Он заплакал от бессилия перед собственной болезнью и перед несправедливостью, делившей людей на худших и лучших. От того, что больные пойдут попрошайничать, а он их будет ждать до осени. Но Тимко останется. Заплакал от унижения, потому что видал, как завхоз Стефан отсыпал себе в сумку мисочку перловой крупы. У него было четверо детей, а дети для него важнее. И мог бы известить об этом органы, тогда Стефан очутился бы за решёткой на 5 лет, или сколько теперь дают, после войны. И сколько он, главный врач, мог бы принести зла каждому из этих людей, и, видимо, причинил бы, если бы война не сместила стальную ось порядка, не вынудила игнорировать законы ради собственного или чужого спасения. Но война закончилась и снова всё возвращалось, даже сумасшедшие не смели говорить лишнее. Интересно, был ли в арсенале Адама Вичентиевича яд, поражающий сознание человека, пользовался ли он им хотя бы однажды?

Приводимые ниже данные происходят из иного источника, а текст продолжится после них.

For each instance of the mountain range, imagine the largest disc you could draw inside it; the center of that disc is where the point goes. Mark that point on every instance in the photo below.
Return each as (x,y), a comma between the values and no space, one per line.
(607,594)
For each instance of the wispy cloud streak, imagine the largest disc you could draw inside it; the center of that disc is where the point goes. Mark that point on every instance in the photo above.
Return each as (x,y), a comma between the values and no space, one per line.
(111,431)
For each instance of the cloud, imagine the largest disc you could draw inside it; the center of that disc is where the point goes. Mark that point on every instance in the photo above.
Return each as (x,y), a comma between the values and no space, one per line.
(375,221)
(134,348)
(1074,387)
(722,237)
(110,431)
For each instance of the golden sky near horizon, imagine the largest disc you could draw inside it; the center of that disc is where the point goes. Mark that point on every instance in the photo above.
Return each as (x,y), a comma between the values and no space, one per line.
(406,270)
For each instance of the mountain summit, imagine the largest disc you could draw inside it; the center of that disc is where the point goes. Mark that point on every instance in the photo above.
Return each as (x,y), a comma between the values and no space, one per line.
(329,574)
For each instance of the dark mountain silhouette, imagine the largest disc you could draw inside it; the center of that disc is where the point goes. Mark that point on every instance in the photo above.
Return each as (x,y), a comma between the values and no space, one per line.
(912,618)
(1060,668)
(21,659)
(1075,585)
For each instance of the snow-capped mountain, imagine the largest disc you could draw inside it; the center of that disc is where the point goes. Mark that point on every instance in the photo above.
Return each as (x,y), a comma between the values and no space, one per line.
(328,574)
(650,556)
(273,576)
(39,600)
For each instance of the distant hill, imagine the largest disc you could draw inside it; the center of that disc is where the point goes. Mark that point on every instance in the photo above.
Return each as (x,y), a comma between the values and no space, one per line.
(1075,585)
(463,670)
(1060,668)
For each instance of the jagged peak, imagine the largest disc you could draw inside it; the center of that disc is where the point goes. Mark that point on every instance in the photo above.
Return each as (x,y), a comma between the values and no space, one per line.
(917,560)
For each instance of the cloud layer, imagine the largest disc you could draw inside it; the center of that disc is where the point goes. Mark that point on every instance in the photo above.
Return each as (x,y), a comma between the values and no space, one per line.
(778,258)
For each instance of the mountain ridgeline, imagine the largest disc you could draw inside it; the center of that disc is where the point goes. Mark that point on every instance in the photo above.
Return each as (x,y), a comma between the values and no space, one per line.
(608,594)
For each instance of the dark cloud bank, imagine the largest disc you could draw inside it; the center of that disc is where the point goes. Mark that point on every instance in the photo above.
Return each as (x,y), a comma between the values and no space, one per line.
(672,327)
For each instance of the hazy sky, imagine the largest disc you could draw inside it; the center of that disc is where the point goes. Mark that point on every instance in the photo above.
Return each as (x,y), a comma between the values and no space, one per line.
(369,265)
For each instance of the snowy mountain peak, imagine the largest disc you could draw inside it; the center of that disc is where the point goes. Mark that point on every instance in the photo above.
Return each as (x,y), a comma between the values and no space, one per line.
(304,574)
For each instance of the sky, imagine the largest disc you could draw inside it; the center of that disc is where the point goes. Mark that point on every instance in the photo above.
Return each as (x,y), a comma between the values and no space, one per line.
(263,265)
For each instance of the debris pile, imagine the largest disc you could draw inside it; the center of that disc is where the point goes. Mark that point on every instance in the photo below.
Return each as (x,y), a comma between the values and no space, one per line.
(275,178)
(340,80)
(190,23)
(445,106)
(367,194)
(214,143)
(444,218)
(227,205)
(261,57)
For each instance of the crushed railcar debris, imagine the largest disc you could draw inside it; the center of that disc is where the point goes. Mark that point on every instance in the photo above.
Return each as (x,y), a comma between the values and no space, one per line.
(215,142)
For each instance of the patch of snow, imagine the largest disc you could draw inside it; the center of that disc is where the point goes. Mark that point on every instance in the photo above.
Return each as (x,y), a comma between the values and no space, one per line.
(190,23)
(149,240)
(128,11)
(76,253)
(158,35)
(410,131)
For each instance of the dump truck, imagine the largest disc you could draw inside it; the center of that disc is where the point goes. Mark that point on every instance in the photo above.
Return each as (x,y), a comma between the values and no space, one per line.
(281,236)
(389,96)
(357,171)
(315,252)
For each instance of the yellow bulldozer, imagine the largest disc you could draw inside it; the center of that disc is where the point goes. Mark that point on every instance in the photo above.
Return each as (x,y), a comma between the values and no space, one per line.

Может, он — человек, которого нельзя убить, посадить в тюрьму, потому что от него исходит сила, заставляющая отступать каждого? Старикам можно позавидовать: они стоят на пороге окончательного освобождения.
Наконец, появилась пульсирующая боль, подчиняющая тело и мысли единому ритму. Единственное лекарство, которое он мог себе позволить, это абсолютный покой. И ещё немного музыки, такой, где бесконечно повторялась бы простая мелодия, без крутых подъёмов и резких спадов. Она звучит у него в голове, услаждает боль, чтобы та не усилилась. Видимо, это флейта, потому что скрипка не так нежна, в ней нет дыхания. И под эту музыку, которую слышат спящие, и те, кто ещё не заснул в Добромыльском монастыре, врач снова заснул, повернувшись на бок, подтянув ноги, совсем как в детстве у материнского лона.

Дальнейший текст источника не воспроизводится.